DOR E ALMA
Como é que duas palavras tão diferentes podem rimar tanto? Apesar de dor e alma possuírem, cada qual, ortografia e fonética absurdamente diferentes e com significados também distintos, estão intimamente ligadas dentro do imaginário geral ou, sem sombra de dúvida, do meu próprio imaginário. A rim parece-me relacionar-se ao sentido destas palavras, ao 'não dito' que extrapola da significação de cada um desses termos.
Particularmente,
entendo ser inevitável experimentar uma dor sem, ao mesmo tempo, sentir-me viva
e plena de uma alma movimentando-se internamente. Acredito mesmo que encarar
certa dor no peito possa deflagrar a sensação de que eu existo, ainda que isso
soe meio paradoxal ou estranho.
Ouso afirmar que talvez nem
a alegria ou o riso sejam tão competentes quanto uma amargura esporádica
para proporcionar a sensação de viver e fazer testemunho de que a angústia é
parte da vida, o contraponto daquela incômoda sensação de prazer ininterrupto
que sempre buscamos. Ninguém conseguiria se reconhecer feliz sem as inevitáveis
adversidades e os percalços que a realidade dura impõe a todos. O escritor
alemão Goethe até disse certa vez que "nada é mais difícil de suportar do
que uma sucessão de dias belos". Concordo.

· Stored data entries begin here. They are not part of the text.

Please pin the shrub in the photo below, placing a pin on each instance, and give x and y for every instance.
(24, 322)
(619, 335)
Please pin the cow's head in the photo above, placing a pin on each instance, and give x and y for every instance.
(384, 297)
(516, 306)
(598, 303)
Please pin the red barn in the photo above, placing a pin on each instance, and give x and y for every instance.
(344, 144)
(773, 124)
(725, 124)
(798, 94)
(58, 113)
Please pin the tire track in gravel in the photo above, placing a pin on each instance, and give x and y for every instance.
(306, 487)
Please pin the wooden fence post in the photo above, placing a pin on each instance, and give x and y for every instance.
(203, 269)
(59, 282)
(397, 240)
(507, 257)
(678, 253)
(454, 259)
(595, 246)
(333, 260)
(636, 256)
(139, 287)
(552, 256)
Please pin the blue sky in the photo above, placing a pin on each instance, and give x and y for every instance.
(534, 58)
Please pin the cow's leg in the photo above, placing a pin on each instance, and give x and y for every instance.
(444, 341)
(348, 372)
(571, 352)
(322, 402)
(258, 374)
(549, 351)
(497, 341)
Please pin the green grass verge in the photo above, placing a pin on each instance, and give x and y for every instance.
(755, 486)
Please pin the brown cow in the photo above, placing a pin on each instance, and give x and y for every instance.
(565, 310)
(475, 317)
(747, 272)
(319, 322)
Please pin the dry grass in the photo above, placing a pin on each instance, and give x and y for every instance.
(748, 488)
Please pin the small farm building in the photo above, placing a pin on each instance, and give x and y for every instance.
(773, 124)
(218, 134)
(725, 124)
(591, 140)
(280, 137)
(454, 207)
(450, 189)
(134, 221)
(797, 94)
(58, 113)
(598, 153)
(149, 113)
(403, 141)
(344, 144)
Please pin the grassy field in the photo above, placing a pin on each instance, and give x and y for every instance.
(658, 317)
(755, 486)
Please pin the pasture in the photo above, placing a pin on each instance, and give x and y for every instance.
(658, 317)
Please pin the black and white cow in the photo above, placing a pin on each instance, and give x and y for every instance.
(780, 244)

Vez ou outra, a cabeça e o
coração mergulhados num caldo de desolação e infelicidade dão-me a certeza
de estar viva, agindo como contraponto dos dias felizes. Não, não sou
depressiva, melancólica ou desanimada. Sou apenas alguém que consegue extrair
de estados de espírito mais sombrios o combustível para sentir a vida
intensamente e até saber que gosto têm os prazeres.
Adoro aquela música
"Alma" da cantora Simone, porque a primeira estrofe já me captura
nisso que estou dizendo: "há almas que têm as dores secretas, as portas
abertas sempre pra dor".
Tenho a certeza de que uma
dessas almas da canção é a minha, abrigo para dores secretas, capaz de
acolher mais outras que apareçam de repente para ocupar espaços vazios e
tudo o mais que, não cabendo em outras categorias, acabará ficando solto e
perdido sem explicação, ecoando internamente e preparando-me para o
reconhecimento de alegrias vindouras.